My mother was anti-Santa. Not that she had anything against the real, historic St. Nicholas. It was the overweight, white-bearded imposter that she was up against - he isn't, never was, real, and, my mother insisted, no child should be told that he is. ''Make-belief'' was all right, though. We could hang up our stockings, as long as we knew no one would really came tumbling down the chimney. Somehow the magic was there, just the same. When we visited Father Christmas (Santa's British alias) at the local store, we knew it was just an exciting game, even when he ''gave'' us a present (paid for by my mother) wrapped in thin colored tissue paper.

Other people's children believing in Father Christmas was a trial to Mother. She knew she mustn't meddle, but she could hardly stand it.

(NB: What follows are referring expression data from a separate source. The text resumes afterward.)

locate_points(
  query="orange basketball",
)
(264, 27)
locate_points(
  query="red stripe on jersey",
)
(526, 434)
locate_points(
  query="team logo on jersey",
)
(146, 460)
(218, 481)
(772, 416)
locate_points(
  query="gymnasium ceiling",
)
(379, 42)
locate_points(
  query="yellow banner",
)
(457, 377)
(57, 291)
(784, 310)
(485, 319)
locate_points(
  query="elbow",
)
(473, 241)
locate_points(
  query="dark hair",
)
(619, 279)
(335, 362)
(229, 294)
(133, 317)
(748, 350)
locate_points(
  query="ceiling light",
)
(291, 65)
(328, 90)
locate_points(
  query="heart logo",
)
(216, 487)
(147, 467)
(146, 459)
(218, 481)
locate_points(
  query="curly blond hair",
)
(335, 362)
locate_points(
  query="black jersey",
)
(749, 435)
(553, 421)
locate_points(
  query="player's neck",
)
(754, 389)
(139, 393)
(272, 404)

Her only resource was to tackle the parents - the way she sometimes stopped mothers in the street to advise them that their children's shoes were too small. We found it embarrassing. In fact, our differences often made us blush.

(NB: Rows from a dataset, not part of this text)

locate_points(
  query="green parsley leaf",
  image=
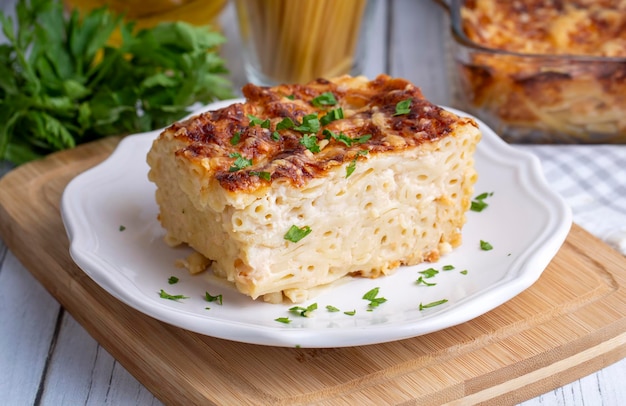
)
(422, 281)
(310, 124)
(310, 142)
(240, 162)
(433, 304)
(63, 83)
(210, 298)
(235, 138)
(403, 107)
(371, 296)
(479, 204)
(352, 165)
(296, 233)
(485, 246)
(285, 124)
(257, 121)
(429, 273)
(332, 115)
(324, 99)
(263, 175)
(303, 311)
(164, 295)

For instance, we wore our hair in Dutch bobs (no barrettes needed), and because the family owned a shoe shop, our shoes never looked like anyone else's (we wore the ''unsellables''). My elder sister suffered considerably because the rest of us kenneled a pack of ''dogs'' in the roots of the beech tree. To the literal-minded they were sticks with twine leashes, but we knew each twig by name, and even wept when one snapped.

Belief in Santa wasn't the only prohibition that seemed to apply only to our family: never stay indoors before lunch, never eat sweets in front of a friend without sharing them, never name any of my father's hens (eating a friend could cause emotional problems).

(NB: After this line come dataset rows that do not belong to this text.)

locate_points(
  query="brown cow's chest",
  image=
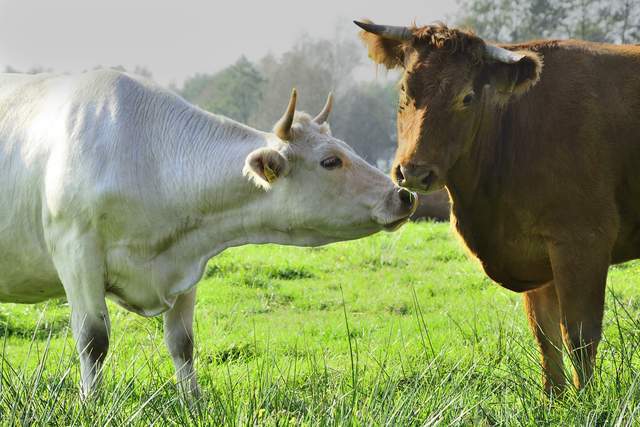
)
(510, 254)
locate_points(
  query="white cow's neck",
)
(221, 207)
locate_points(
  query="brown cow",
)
(542, 165)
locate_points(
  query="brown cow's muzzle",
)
(416, 177)
(404, 204)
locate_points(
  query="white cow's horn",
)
(386, 31)
(283, 128)
(502, 55)
(324, 114)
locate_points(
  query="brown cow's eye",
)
(332, 162)
(468, 99)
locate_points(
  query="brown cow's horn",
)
(502, 55)
(386, 31)
(324, 114)
(283, 128)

And we were never, never allowed to comment on the way my grandfather cut the Christmas cake. It was always a splendid sight, a rich, fruity mixture decorated with a snow scene (icing sugar and the china Eskimos we brought out every year). Grandfather had been known to cut himself an average slice and then put the whole cake on his plate, leaving only the slice to be divided among the rest of us.

But it was the Father Christmas deal that really set us apart, though oddly enough it wasn't a difference that bothered me, perhaps because the anti-crusade had begun so early in my life. My mother had always been uncompromisingly (sometimes embarrassingly) honest, and the idea of deceiving us had made her uneasy. Then something happened that stiffened her opposition to the old gentlemen. When my older sister Joan was about four, she saw a tricycle in a shop window. It was love at first sight, and my father determined to scrimp and save and buy it for her.

So, on Christmas morning, Joan was pedaling around the kitchen shouting her thank-yous. She was thanking Mother for this, my aunts for that, and ending up her litany with ''Father Christmas gave a trike, and Daddy - Daddy didn't give me ANYTHING.''

So from then on Father Christmas was banished from our lives and never darkened our chimneys again. It didn't bother me. ''Make-belief'' was completely satisfying, and if I had to choose between my ''dogs'' and an imaginary Father Christmas, I'd have taken my sticks any day.